Signed-off-by: Phil Sutter <phil@xxxxxx>
---
 iptables/nft.h                   |   2 +-
 iptables/xtables-eb-standalone.c |   2 +-
 iptables/xtables-eb.c            |   4 +-
 iptables/xtables-restore.c       | 105 ++++++-------------------------
 4 files changed, 24 insertions(+), 89 deletions(-)
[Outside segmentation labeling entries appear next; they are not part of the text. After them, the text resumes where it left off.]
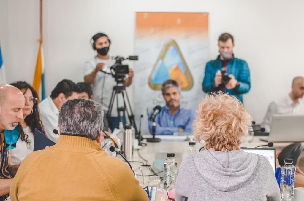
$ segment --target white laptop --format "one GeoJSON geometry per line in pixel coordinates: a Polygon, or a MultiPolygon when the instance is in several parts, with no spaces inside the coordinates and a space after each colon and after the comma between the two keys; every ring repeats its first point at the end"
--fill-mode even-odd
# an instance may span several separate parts
{"type": "MultiPolygon", "coordinates": [[[[264,138],[261,139],[267,140],[264,138]]],[[[274,115],[267,141],[272,142],[304,142],[304,115],[274,115]]]]}
{"type": "Polygon", "coordinates": [[[246,152],[253,153],[264,156],[268,159],[273,169],[273,172],[275,172],[275,149],[272,148],[247,148],[242,147],[242,150],[246,152]]]}

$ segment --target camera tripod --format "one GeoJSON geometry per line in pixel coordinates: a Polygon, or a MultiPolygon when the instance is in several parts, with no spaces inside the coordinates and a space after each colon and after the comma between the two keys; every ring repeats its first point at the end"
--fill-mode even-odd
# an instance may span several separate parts
{"type": "MultiPolygon", "coordinates": [[[[116,81],[116,86],[113,87],[113,90],[111,95],[111,99],[110,100],[110,103],[109,104],[109,109],[107,112],[106,116],[108,122],[109,122],[111,121],[111,114],[113,109],[114,101],[116,99],[117,104],[117,111],[118,114],[119,125],[120,122],[122,122],[123,124],[124,125],[126,123],[126,113],[127,117],[130,122],[130,124],[133,125],[135,130],[135,138],[138,138],[138,132],[135,122],[135,119],[134,114],[132,111],[130,101],[129,100],[128,94],[126,90],[126,87],[123,84],[123,80],[120,78],[115,78],[116,81]],[[123,107],[119,107],[119,95],[121,94],[123,101],[123,107]],[[130,112],[129,112],[130,111],[130,112]],[[121,114],[122,114],[123,120],[122,121],[121,114]]],[[[140,139],[139,140],[140,141],[140,139]]]]}

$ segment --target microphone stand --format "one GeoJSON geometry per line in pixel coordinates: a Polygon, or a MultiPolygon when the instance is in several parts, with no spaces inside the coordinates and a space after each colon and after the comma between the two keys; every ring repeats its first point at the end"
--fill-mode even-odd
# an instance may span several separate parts
{"type": "Polygon", "coordinates": [[[126,162],[127,162],[127,163],[128,163],[128,165],[129,165],[129,166],[130,167],[130,168],[131,168],[131,170],[132,170],[132,172],[133,172],[133,174],[134,174],[134,175],[135,175],[135,173],[134,173],[134,171],[133,171],[133,168],[132,168],[132,166],[131,165],[131,164],[128,161],[128,160],[127,160],[125,158],[125,157],[123,156],[123,155],[121,154],[119,152],[117,152],[117,151],[115,150],[115,147],[114,147],[113,146],[110,147],[110,148],[109,148],[109,149],[110,150],[110,151],[112,152],[116,152],[116,154],[119,154],[120,155],[120,156],[123,157],[123,159],[125,161],[126,161],[126,162]]]}
{"type": "Polygon", "coordinates": [[[159,142],[161,141],[161,139],[155,138],[155,132],[156,130],[156,123],[155,122],[155,118],[153,118],[153,123],[152,124],[152,135],[153,137],[150,138],[147,138],[147,142],[159,142]]]}

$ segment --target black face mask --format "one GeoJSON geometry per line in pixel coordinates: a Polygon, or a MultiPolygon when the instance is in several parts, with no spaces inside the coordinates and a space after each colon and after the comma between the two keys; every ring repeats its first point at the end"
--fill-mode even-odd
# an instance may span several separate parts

diff --git a/iptables/nft.h b/iptables/nft.h
index 942cb6a06e5e5..d16ded09ca181 100644
--- a/iptables/nft.h
+++ b/iptables/nft.h
@@ -149,7 +149,7 @@ int do_commandarp(struct nft_handle *h, int argc, char *argv[], char **table);
 /* For xtables-eb.c */
 int nft_init_eb(struct nft_handle *h, const char *pname);
 int ebt_get_current_chain(const char *chain);
-int do_commandeb(struct nft_handle *h, int argc, char *argv[], char **table);
+int do_commandeb(struct nft_handle *h, int argc, char *argv[], char **table, bool restore);
 
 /*
  * Parse config for tables and chain helper functions
diff --git a/iptables/xtables-eb-standalone.c b/iptables/xtables-eb-standalone.c
index 069c9aa1d4c94..84ce0b60a7076 100644
--- a/iptables/xtables-eb-standalone.c
+++ b/iptables/xtables-eb-standalone.c
@@ -49,7 +49,7 @@ int xtables_eb_main(int argc, char *argv[])
 
 	nft_init_eb(&h, "ebtables");
 
-	ret = do_commandeb(&h, argc, argv, &table);
+	ret = do_commandeb(&h, argc, argv, &table, false);
 	if (ret)
 		ret = nft_commit(&h);
 
diff --git a/iptables/xtables-eb.c b/iptables/xtables-eb.c
index 763d1ad97fc06..c5c98c3332102 100644
--- a/iptables/xtables-eb.c
+++ b/iptables/xtables-eb.c
@@ -764,7 +764,8 @@ int nft_init_eb(struct nft_handle *h, const char *pname)
 	return 0;
 }
 
-int do_commandeb(struct nft_handle *h, int argc, char *argv[], char **table)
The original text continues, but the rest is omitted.